Zetian thinned her lips. “Should I quit then? I’m not much use as an advisor if you disregard my
advice.” She had urged him to stall the retrofit, or finish in secret and keep the gas for himself. He was trying to reinvent their reputation, not reinforce their image as underhanded, two-faced bastards. Couldn’t she see that? But she saw every interaction as an opportunity for the Kivati to finish their dragon extermination campaign. The Kivati had killed off the local population of dragons—the Unktehila—centuries ago. Ever since Sven showed up with his Drekar followers, Corbette had been trying to finish the job. Perhaps she was right.
“You have my undivided attention until Thorsson arrives,” Leif said.
“Try not to look petulant,” Zetian said. She reached out and adjusted the lapels of Leif’s black silk suit, glancing up at him through her lashes as she did. Leaning close enough that her breasts, encased in a tight band of red silk, barely touched his chest, she pouted her ruby lips. “Use your considerable . . . charm. Your brother may have shielded you from court politics, but even you can’t have survived two centuries without developing a deft hand at it. Charm is your greatest weapon.”

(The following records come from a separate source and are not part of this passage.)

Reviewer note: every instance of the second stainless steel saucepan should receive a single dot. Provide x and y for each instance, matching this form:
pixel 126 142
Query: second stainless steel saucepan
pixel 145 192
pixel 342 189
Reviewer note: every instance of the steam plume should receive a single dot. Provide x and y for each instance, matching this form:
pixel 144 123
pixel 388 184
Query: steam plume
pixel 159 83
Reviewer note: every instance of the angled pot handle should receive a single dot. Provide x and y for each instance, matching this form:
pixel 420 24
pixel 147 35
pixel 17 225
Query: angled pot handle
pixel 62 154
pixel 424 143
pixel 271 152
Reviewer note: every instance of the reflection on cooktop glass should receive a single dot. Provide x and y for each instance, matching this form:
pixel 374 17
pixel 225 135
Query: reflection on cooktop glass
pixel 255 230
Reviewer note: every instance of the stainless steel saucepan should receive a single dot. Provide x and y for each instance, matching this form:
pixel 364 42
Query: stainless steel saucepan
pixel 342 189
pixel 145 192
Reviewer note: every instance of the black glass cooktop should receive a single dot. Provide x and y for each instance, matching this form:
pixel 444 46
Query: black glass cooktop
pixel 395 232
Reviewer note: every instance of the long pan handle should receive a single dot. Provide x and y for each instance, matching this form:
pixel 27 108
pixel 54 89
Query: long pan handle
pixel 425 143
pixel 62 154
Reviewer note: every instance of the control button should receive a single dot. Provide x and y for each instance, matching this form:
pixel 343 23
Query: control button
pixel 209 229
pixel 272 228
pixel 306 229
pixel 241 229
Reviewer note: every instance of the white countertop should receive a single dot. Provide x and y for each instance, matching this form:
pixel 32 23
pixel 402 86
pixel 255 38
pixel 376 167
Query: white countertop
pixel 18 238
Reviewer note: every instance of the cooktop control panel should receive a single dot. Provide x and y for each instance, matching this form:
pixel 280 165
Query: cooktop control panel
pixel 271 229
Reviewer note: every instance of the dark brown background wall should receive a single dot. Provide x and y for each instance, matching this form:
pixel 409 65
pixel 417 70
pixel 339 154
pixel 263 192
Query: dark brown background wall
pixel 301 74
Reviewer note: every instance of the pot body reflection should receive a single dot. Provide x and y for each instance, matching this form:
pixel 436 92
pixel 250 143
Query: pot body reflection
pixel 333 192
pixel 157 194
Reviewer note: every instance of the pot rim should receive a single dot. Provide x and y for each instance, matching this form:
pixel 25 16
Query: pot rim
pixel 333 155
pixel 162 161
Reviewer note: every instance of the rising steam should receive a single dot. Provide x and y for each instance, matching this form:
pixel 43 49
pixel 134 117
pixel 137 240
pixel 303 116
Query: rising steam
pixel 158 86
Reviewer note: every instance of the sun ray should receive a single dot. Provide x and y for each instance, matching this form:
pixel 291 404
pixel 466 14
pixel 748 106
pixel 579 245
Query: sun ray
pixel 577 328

He gritted his teeth and watched a dark shape rise from the water, oozing lake muck, and swing its tentacle at a passing duck. The Unraveling hadn’t just freed an army of wraiths. Oh, no. It had scurried things up from the dark deep. Things that should have stayed down there. The water wasn’t safe for humans or Drekar anymore. The tentacle caught the poor duck and drew it down beneath the waves.
“That’s better,” Zetian said. “You look positively murderous.” She had a line of petitioners waiting for him at the base of Kite Hill with Joramund and Grettir on security detail. The two Vikings were part of his brother’s personal guard, led by Erik Thorsson. The three Drekar were Leif’s opposite in every way: uncultured, unsympathetic, and immoral.
The petitioners ignored the berserkers through some feat of bravado. It was about as easy as ignoring a stampeding rhinoceros. Leif passed the line with a brief, tight smile, and followed Zetian to the crown of the hill, where a gilt chair had been placed in the center of the giant sundial. He had to give Zetian credit. The hill might be sparse, the grass brown. Nothing hinted at the Regent’s nobility and power but the gold paint on the chair. But the stunning backdrop of Lake Union shot out behind him, and the ruined city spread across the horizon gave his position an air of danger. Sitting here he would look like a barbarian king resting on his knoll while the village burned.